02.17.2020

AG Accuses JUUL of Targeting Youths

Attorney General Maura Healy last week filed suit against JUUL Labs, the e-cigarette manufacturer, claiming that it willfully advertised and sold nicotine products to children under the minimum legal sales age, and that it “bears responsibility for the fact that millions of young people nationwide are now addicted to e-cigarettes, reversing decades of progress in combatting underage tobacco and nicotine use and addiction.”
 
Healey said JUUL not only created suggestive advertising geared towards nicotine use, it bought ad space on websites frequented by teens such as teen.com and seventeen.com. The suit filed in Suffolk Superior Court says that JUUL “also directly sold its e-cigarettes to underage persons through its own ecommerce website … JUUL made more than ten thousand shipments of e-cigarettes to recipients and addresses in Massachusetts for which it conducted no age verification whatsoever.

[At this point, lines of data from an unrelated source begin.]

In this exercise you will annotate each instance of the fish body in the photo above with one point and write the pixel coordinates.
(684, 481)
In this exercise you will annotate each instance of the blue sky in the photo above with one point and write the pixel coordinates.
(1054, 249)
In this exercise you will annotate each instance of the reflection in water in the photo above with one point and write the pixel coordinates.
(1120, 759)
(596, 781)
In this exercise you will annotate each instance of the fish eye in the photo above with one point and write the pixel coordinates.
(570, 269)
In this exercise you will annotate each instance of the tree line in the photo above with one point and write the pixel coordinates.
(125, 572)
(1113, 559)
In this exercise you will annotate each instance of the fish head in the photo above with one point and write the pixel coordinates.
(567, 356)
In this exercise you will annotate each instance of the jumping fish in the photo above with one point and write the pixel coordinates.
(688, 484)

As a result, JUUL shipped its e-cigarettes directly to adolescents, including to individuals as young as sixteen years old.”
 
The suit asks for restitution to consumers “injured by JUUL’s unfair or deceptive acts or practices,” $5,000 for each of the numerous violations the company is alleged to have made against the state’s Consumer Protection Act; and “reimbursement to the Commonwealth for expenses incurred abating the nuisance of youth nicotine addiction.” Healey said that because JUUL “created a public health emergency of e-cigarette addiction among underage Massachusetts consumers … the Commonwealth seeks to hold JUUL accountable for the costs the Commonwealth has and will incur in combating the public health crisis JUUL created.”